La fotografía se tomó a principios de los años cincuenta. Siempre he tenido la impresión de que los retratos de la infancia durante la posguerra y el franquismo son tristes, que los niños tienen un aire de ancianos prematuros, que sus ojos han visto demasiado dolor y miseria, que sus oídos han escuchado demasiados silencios. La forma en la que las generaciones que no vivimos esos años nos relacionamos con su historia íntima —la de los afectos y subjetividades— es a través de los testimonios que nos dejan los supervivientes y las representaciones que heredamos de ellos, una de las cuales es la fotografía. A partir de la contemplación de esos niños que nos hablan desde el pasado, comenzamos a imaginar cómo fueron sus infancias.
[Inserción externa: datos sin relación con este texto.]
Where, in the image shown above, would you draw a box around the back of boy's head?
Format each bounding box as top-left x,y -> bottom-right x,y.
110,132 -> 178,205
En realidad, la fotografía de la cubierta de Claudio, mira alberga lo que Alfons Cervera desarrolla en esta breve novela. Sus páginas son una especie de carta dirigida al hermano, Claudio, en la que se funde el presente con el recuerdo de la infancia durante una posguerra feroz: un padre condenado a 12 años de cárcel que nunca habló de su condena, un maestro “depurado”, la pobreza representada en un libro que se comparte con toda la clase y en las ropas sucias de tinta, rumores de desaparecidos. Impregnándolo todo, el miedo y el silencio. “El pasado es como un territorio del que salimos con el miedo en los ojos”, reflexiona el narrador. Pero esta novela me confirma, como lo han hecho muchas otras, que del territorio del pasado, sobre todo cuando es un pasado traumático, no se sale. La infancia de miedo y silencio se entrelaza en la novela con un presente en el que el hilo central es la enfermedad del hermano Claudio: la que sufre (epilepsia) y la que anticipa sufrir, que cada día puede ser diferente. Porque Claudio es hipocondriaco. Rara vez sus palabras se refieren a algo que no sean sus enfermedades imaginarias. Rara vez habla de otra cosa que no sea, al fin y al cabo, su miedo. Ante el miedo de Claudio a que le amputen un pie por un mero moratón, el narrador ofrece este símil impecable: “La negrura del pie, como la huella de un daño que consideras incurable”. La huella del daño se intuye ya en la fotografía de la cubierta: una infancia robada que progresivamente convertirá al adulto en un niño desamparado.